See Supplemental Data 11 and 12 for detailed data.
Figure 3.
Heatmap displaying CNVs of bHLHs in the barley pangenome
The gene copy numbers for the 64 barley bHLH pangenes with CNVs were used for heatmap construction. Clustering based on CNV was implemented at both the gene and variety levels. The complete gene copy matrix for 201 pangenes is provided in Supplemental Data 10.
To explore the mechanism of bHLH expansion in barley, the gene duplication types and syntenic relationships of the bHLHs were characterized. The genomic locations of 151 annotated and 10 newly predicted bHLHs in Morex are shown in Supplemental Figure 2. Chromosomes 1H and 6H had the lowest numbers of bHLHs, whereas the other chromosomes contained more bHLHs. A total of 38, 13, 6, and 94 bHLHs were identified as whole genome/segmental (purple), tandem (green), proximal (pink), and dispersed (blue) duplicates, respectively, suggesting that bHLHs in barley have mainly expanded via dispersed duplication.

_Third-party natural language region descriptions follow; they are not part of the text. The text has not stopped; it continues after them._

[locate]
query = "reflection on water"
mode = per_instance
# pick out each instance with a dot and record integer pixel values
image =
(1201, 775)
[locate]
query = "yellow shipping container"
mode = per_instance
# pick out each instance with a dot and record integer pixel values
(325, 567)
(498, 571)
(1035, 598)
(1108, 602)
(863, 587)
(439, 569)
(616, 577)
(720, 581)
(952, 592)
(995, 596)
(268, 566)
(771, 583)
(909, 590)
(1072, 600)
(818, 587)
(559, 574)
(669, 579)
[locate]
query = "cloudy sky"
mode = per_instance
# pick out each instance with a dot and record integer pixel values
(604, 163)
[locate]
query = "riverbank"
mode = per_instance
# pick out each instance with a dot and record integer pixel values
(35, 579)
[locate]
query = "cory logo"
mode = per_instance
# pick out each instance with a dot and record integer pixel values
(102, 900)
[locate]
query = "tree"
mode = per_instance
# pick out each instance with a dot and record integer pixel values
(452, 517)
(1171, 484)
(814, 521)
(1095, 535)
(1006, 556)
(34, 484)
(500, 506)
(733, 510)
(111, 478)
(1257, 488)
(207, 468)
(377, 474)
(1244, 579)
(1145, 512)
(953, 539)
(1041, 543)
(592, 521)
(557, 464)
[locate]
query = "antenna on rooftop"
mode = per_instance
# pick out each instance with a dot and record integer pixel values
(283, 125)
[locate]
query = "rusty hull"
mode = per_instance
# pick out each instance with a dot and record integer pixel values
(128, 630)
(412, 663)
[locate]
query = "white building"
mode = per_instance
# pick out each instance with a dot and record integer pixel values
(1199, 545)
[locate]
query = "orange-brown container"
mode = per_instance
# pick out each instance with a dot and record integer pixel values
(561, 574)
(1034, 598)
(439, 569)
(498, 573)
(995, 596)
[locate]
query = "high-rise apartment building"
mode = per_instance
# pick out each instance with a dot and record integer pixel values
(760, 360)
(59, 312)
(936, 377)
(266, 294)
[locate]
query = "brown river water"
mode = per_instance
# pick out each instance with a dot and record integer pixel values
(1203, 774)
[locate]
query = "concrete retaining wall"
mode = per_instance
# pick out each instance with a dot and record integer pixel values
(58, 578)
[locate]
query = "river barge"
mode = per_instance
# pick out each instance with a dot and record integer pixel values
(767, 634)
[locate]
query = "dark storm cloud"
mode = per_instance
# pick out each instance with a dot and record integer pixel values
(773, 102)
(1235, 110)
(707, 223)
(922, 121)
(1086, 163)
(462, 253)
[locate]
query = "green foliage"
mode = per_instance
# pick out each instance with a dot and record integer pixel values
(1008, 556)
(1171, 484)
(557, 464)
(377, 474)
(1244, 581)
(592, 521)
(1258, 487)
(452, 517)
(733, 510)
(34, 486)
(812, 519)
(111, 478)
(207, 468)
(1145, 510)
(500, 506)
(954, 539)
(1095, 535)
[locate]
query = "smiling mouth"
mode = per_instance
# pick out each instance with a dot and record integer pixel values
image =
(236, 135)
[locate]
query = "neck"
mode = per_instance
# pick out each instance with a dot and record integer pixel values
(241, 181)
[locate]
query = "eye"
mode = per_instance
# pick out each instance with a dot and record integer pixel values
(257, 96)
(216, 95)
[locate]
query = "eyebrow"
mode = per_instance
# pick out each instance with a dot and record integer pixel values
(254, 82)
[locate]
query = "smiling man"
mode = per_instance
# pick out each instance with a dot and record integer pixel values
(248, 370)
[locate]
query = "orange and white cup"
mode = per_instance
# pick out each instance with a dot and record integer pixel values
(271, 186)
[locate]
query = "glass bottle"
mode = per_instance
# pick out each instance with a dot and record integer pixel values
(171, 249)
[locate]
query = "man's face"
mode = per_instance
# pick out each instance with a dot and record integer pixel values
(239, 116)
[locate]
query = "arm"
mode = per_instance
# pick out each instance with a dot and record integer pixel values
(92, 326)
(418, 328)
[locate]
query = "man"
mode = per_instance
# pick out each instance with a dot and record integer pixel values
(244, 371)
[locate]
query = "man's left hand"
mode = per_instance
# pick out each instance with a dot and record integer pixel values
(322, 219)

To assess whether the conservation level of bHLHs in the barley pangenomes might be related to gene duplication type, the bHLH gene duplication types (whole-genome duplication [WGD]/segmental duplication, dispersed duplication, tandem duplication, proximal duplication, dispersed duplication, and singleton) for each conservation category (core, softcore, shell, and cloud) were counted and analyzed in the 20 barley pangenomes. The results (Figure 4A; Supplemental Data 11) showed that for the 3411 bHLHs identified in the 20 barley genomes, dispersed duplication was the most common mechanism (58.8%) contributing to bHLH expansion, followed by WGD/segmental duplication (18.3%). Tandem duplicates, proximal duplicates, and singletons accounted for 6.3%, 7.9%, and 8.8% of the bHLHs, respectively. The majority of bHLHs were identified as core bHLHs, accounting for 82.5%, followed by shell (9.2%) and softcore (7.4%) and a small number (0.9%) of line-specific/cloud bHLHs. In terms of gene duplication type, core and softcore had a similar ratio of WGD/segmental to dispersed duplications, consistent with their conservation level (Figure 4A). By contrast, WGD/segmental duplication was rare in shell and cloud bHLHs. We found that dispersed duplication was more dominant in shell bHLHs and that tandem duplication was rarely observed in softcore bHLHs. WGD/segmental duplication rarely contributed to shell and cloud bHLHs. Intriguingly, tandem duplication occurred predominantly in core genes but not in softcore bHLHs. Proximal-duplication bHLHs did not show any clear correlation with duplication type. These data provide new insights into the molecular mechanisms underlying CNVs in the bHLHs.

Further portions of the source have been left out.